В целом можно было бы каждый его проступок списать на те жизненные условия, в которых он, как и вся страна, был заточен, но имелись и другие сигналы, свидетельствующие о том, что какая‑то темная сторона его души заботливо лелеялась им же самим, она была предметом его гордости, и он вовсе не хотел с ней бороться.
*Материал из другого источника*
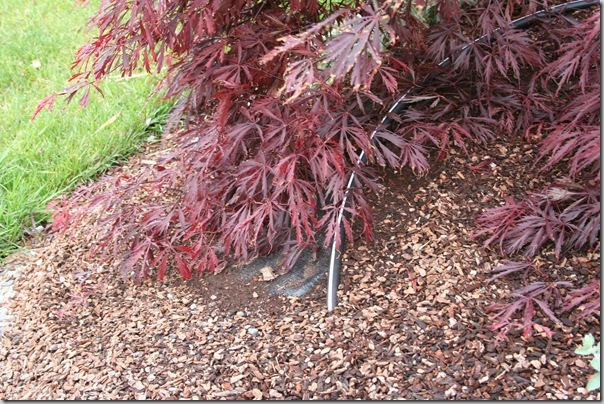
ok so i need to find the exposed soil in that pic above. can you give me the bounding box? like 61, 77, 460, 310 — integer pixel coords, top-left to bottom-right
0, 136, 600, 399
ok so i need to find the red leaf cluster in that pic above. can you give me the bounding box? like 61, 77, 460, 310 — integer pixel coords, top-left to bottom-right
41, 0, 599, 335
487, 281, 570, 342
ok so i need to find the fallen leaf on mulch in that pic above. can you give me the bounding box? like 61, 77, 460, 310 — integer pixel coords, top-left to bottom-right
259, 266, 277, 281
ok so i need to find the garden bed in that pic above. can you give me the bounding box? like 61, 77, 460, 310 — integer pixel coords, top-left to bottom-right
0, 135, 599, 399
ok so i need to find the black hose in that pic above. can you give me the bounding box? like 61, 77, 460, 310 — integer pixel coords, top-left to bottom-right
326, 0, 600, 312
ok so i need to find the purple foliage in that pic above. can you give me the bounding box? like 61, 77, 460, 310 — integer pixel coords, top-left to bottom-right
38, 0, 599, 338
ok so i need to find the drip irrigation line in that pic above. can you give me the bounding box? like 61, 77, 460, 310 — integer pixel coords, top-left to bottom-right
326, 0, 600, 312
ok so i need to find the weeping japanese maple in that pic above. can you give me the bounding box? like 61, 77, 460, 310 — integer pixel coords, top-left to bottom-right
38, 0, 599, 333
40, 0, 424, 280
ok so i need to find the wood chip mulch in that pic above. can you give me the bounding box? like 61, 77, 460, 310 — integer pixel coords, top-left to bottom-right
0, 137, 600, 400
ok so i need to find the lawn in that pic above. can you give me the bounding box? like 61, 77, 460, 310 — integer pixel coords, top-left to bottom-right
0, 0, 167, 260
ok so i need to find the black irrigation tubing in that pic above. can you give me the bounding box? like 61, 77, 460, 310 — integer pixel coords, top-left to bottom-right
326, 0, 600, 312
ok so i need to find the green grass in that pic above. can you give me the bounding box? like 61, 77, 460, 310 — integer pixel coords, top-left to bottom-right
0, 0, 169, 260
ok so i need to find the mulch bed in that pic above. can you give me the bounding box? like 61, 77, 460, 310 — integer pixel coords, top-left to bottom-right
0, 136, 600, 399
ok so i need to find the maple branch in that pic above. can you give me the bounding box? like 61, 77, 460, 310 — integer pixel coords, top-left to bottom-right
326, 0, 601, 312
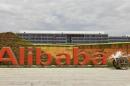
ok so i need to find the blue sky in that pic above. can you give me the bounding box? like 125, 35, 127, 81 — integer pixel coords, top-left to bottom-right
0, 0, 130, 36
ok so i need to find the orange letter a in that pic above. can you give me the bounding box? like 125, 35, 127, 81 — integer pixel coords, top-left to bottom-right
0, 47, 18, 65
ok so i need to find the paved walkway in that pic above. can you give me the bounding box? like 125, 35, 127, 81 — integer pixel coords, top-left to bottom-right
0, 68, 130, 86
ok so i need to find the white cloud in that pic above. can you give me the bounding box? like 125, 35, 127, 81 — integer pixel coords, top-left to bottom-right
0, 0, 130, 35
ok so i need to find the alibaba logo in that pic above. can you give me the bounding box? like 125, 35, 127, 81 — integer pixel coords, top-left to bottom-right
0, 47, 107, 65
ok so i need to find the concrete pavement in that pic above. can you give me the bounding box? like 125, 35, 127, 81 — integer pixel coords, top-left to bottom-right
0, 68, 130, 86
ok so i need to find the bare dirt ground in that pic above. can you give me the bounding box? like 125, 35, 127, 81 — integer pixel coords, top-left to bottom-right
0, 68, 130, 86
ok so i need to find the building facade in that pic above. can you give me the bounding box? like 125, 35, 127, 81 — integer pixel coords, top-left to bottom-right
17, 31, 130, 44
109, 36, 130, 42
17, 31, 108, 44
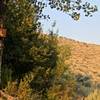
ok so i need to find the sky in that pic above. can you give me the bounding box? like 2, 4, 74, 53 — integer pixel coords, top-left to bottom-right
40, 0, 100, 44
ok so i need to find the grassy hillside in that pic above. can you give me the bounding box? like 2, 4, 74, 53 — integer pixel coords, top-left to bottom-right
58, 37, 100, 84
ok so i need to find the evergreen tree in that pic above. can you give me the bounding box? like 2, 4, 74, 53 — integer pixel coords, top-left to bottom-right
2, 0, 58, 85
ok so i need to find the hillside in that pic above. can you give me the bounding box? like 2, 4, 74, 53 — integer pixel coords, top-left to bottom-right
58, 37, 100, 84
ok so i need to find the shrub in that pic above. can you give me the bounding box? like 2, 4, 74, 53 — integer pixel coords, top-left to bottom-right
47, 45, 76, 100
85, 89, 100, 100
75, 74, 94, 97
3, 71, 41, 100
47, 68, 76, 100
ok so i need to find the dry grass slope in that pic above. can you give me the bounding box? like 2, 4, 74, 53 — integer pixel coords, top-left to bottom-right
58, 37, 100, 84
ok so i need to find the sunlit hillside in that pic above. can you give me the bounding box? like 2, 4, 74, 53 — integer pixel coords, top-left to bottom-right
58, 37, 100, 84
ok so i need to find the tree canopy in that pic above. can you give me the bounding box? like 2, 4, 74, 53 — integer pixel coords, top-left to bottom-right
31, 0, 97, 20
2, 1, 59, 98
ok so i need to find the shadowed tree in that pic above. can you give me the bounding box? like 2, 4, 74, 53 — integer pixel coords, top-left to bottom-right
1, 0, 58, 89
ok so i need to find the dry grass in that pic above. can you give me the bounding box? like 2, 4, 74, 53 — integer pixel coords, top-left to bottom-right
58, 37, 100, 84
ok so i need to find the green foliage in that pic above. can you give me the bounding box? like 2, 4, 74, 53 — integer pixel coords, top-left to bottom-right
29, 29, 58, 99
3, 0, 38, 31
3, 0, 39, 78
47, 45, 76, 100
47, 0, 97, 20
85, 89, 100, 100
1, 66, 12, 88
47, 69, 76, 100
30, 0, 98, 20
1, 1, 59, 99
2, 0, 58, 82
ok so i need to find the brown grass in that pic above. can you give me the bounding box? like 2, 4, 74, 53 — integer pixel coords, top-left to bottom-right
58, 37, 100, 84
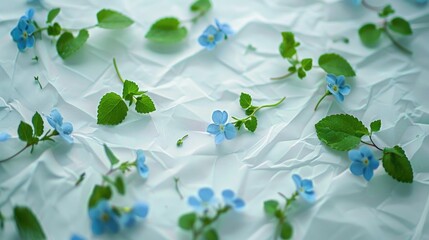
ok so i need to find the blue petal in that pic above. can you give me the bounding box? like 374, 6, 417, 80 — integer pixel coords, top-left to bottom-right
363, 167, 374, 181
301, 179, 314, 191
61, 122, 73, 135
333, 92, 344, 102
198, 187, 215, 202
339, 85, 351, 96
205, 42, 216, 51
215, 19, 221, 29
47, 109, 63, 127
106, 217, 120, 234
133, 202, 149, 218
27, 23, 35, 34
121, 213, 136, 228
337, 75, 345, 86
11, 27, 22, 41
224, 123, 236, 140
369, 158, 379, 170
18, 20, 27, 31
212, 110, 224, 124
349, 162, 365, 176
198, 35, 210, 47
292, 174, 302, 189
214, 132, 225, 144
203, 25, 218, 36
348, 149, 363, 162
26, 8, 35, 20
207, 123, 220, 135
221, 189, 235, 201
326, 74, 336, 85
214, 31, 225, 43
220, 111, 228, 124
233, 198, 245, 210
188, 196, 202, 211
136, 149, 145, 163
359, 146, 374, 159
301, 191, 316, 203
17, 39, 27, 51
0, 132, 11, 142
138, 164, 149, 179
59, 131, 74, 144
90, 220, 104, 236
26, 36, 35, 48
70, 234, 86, 240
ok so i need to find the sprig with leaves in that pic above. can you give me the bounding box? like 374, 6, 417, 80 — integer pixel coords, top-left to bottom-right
315, 114, 413, 183
97, 58, 156, 125
145, 0, 212, 43
358, 3, 413, 54
0, 206, 47, 240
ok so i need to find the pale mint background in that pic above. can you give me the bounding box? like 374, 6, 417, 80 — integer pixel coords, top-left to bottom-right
0, 0, 429, 239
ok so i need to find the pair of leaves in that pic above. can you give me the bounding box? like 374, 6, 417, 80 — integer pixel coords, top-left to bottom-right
237, 93, 258, 132
56, 9, 133, 59
18, 112, 45, 146
263, 200, 293, 239
178, 212, 218, 240
359, 17, 412, 46
13, 206, 46, 240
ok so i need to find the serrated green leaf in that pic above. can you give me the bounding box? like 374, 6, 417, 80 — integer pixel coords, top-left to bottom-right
245, 106, 257, 116
103, 144, 120, 166
13, 206, 46, 240
315, 114, 369, 151
135, 94, 156, 114
56, 30, 89, 59
88, 185, 112, 208
240, 92, 252, 109
264, 200, 279, 216
383, 146, 413, 183
359, 24, 381, 46
46, 8, 60, 24
297, 67, 306, 79
279, 32, 297, 59
32, 112, 44, 137
145, 17, 188, 43
204, 228, 219, 240
388, 17, 413, 35
114, 176, 126, 195
190, 0, 212, 13
96, 9, 134, 29
370, 120, 381, 133
234, 120, 243, 130
318, 53, 356, 77
178, 212, 197, 230
245, 116, 257, 132
47, 22, 61, 36
288, 66, 296, 73
18, 121, 33, 142
378, 5, 395, 18
122, 80, 139, 101
301, 58, 312, 71
280, 221, 293, 240
97, 92, 128, 125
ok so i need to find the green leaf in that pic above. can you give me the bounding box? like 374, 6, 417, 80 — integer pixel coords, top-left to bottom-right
288, 66, 296, 73
245, 116, 257, 132
370, 120, 381, 133
318, 53, 356, 77
18, 121, 33, 142
32, 112, 44, 137
122, 80, 139, 102
13, 206, 46, 240
245, 106, 257, 116
178, 212, 197, 230
280, 221, 293, 240
103, 144, 120, 166
315, 114, 369, 151
204, 228, 219, 240
383, 146, 413, 183
96, 9, 134, 29
56, 29, 89, 59
97, 92, 128, 125
234, 120, 243, 130
135, 94, 156, 114
279, 32, 297, 59
239, 92, 252, 109
378, 5, 395, 18
145, 17, 188, 43
301, 58, 312, 71
358, 24, 382, 46
88, 185, 112, 208
388, 17, 413, 35
114, 176, 126, 195
297, 67, 306, 79
264, 200, 279, 216
46, 8, 60, 24
47, 22, 62, 36
190, 0, 212, 13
Когда годы перестройки давно остались в прошлом, а жизнь вступила в классические русла западноевропейского уклада, папа продолжал то ли по инерции, то ли по истинному желанию совершать «лавочные поступки». Например, он с огромным энтузиазмом и гордостью рассказывал о том, как, путешествуя по Италии, приехал в непревзойденную Флоренцию. Там он забрался на кампанилу Джотта – колокольню кафедрального собора Санта‑Мария‑дель‑Фьоре. Преодолевая четыреста четырнадцать ступеней, папа Харви не мог не восхититься искусной мозаикой четырнадцатого века. И тогда он просто улучил момент, пока на лестнице никого не было, протянул руку и отковырял своими сильными пальцами кусок мозаики на память. Даже сейчас, просто вспоминая о том, как он рассказывал об этом с улыбкой, ожидающей одобрения и поощрения поступка, Харви передергивала плечами.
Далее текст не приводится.